P-hacking is data diving, data fishing, data mining, or any other term (dredging, snooping, etc.) that describes manipulating or rearranging the results of a study in enough different ways that SOMETHING significant eventually emerges. It doesn’t require manipulation in the sense of making up, fudging or changing any of your numbers or other data. It simply means a researcher plays around with the numbers enough that they can eventually uncover an association based purely on the statistical likelihood that if you look hard enough for something in enough different places, you’ll eventually find something.

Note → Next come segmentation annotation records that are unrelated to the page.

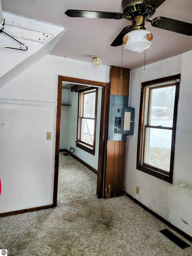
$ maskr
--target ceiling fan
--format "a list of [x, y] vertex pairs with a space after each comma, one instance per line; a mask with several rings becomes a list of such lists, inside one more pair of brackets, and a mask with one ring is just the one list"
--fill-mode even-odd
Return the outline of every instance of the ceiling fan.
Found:
[[187, 36], [192, 35], [192, 24], [164, 17], [158, 17], [152, 20], [148, 18], [165, 0], [122, 0], [123, 13], [68, 10], [65, 13], [70, 17], [97, 18], [132, 20], [132, 25], [124, 28], [111, 46], [122, 45], [126, 48], [140, 52], [151, 44], [153, 35], [146, 30], [145, 21], [151, 22], [154, 27]]

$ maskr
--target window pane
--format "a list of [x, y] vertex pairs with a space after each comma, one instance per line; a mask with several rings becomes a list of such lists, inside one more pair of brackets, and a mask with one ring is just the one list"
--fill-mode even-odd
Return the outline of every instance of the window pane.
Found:
[[146, 164], [169, 172], [172, 130], [146, 128]]
[[84, 95], [83, 117], [94, 118], [96, 92]]
[[81, 141], [90, 145], [93, 145], [94, 120], [81, 119]]
[[172, 127], [175, 90], [175, 86], [151, 90], [149, 125]]

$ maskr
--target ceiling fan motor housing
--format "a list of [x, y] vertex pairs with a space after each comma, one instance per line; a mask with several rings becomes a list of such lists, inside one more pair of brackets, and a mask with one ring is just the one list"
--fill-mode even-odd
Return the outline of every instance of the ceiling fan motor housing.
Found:
[[123, 12], [131, 20], [133, 17], [138, 15], [143, 15], [146, 18], [151, 17], [155, 12], [156, 8], [143, 3], [143, 0], [123, 0]]
[[93, 60], [93, 65], [95, 67], [98, 67], [101, 65], [101, 60], [99, 57], [93, 56], [92, 58]]

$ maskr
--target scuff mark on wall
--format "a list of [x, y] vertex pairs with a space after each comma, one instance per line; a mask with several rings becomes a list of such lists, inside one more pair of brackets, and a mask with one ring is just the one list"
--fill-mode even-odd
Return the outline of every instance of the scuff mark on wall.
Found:
[[182, 219], [181, 218], [180, 218], [179, 219], [180, 219], [182, 221], [183, 221], [183, 222], [184, 222], [184, 223], [185, 223], [185, 224], [187, 224], [187, 225], [189, 225], [188, 223], [187, 222], [186, 222], [186, 221], [185, 221], [184, 220], [183, 220], [183, 219]]

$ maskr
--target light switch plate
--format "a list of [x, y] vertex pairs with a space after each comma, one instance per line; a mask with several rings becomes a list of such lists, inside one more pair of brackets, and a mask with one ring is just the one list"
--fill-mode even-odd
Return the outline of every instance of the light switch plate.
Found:
[[47, 139], [51, 139], [51, 133], [48, 132], [47, 133]]

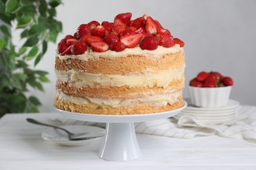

As one study described it, “researchers collect or select data or statistical analyses until nonsignificant results become significant.” Or, more colloquially, “if you torture the data long enough, it will confess.”
Deeper dive
One of the best explanations of P hacking is in Christie Aschwanden’s award-winning piece Science Isn’t Broken, which we’ve previously written about. The ability to P hack rests on the disadvantage of randomly establishing a threshold for statistical significance that will virtually guarantee coming up with SOMETHING significant if a study has enough variables and/or outcome possibilities. A P-value is intended to represent a proportion of times an experiment or study could be run and give the same results by chance. Considering that the arbitrary cutoff for significance is generally accepted as a P value of 0.05, that means that you would expect to get the same results seen in a particular study with statistical significance just under 5% of the time. So imagine that you’re looking for 12 different possible outcomes and how they’re associated with 8 different variables. That’s basically 96 possible combinations that could result. But that’s not much different than running a study 100 times — statistically speaking, about 5 of those combinations would probably show an association simply based on chance alone.
To watch out for P hacking, look at how many outcomes researchers are looking at, how many variables they’re considering in the study, and how many subgroups they consider and/or subanalyses they calculate. The more they have, the more likely they’ll “find” something by chance alone, and the more skeptical you should be that the finding is “real.”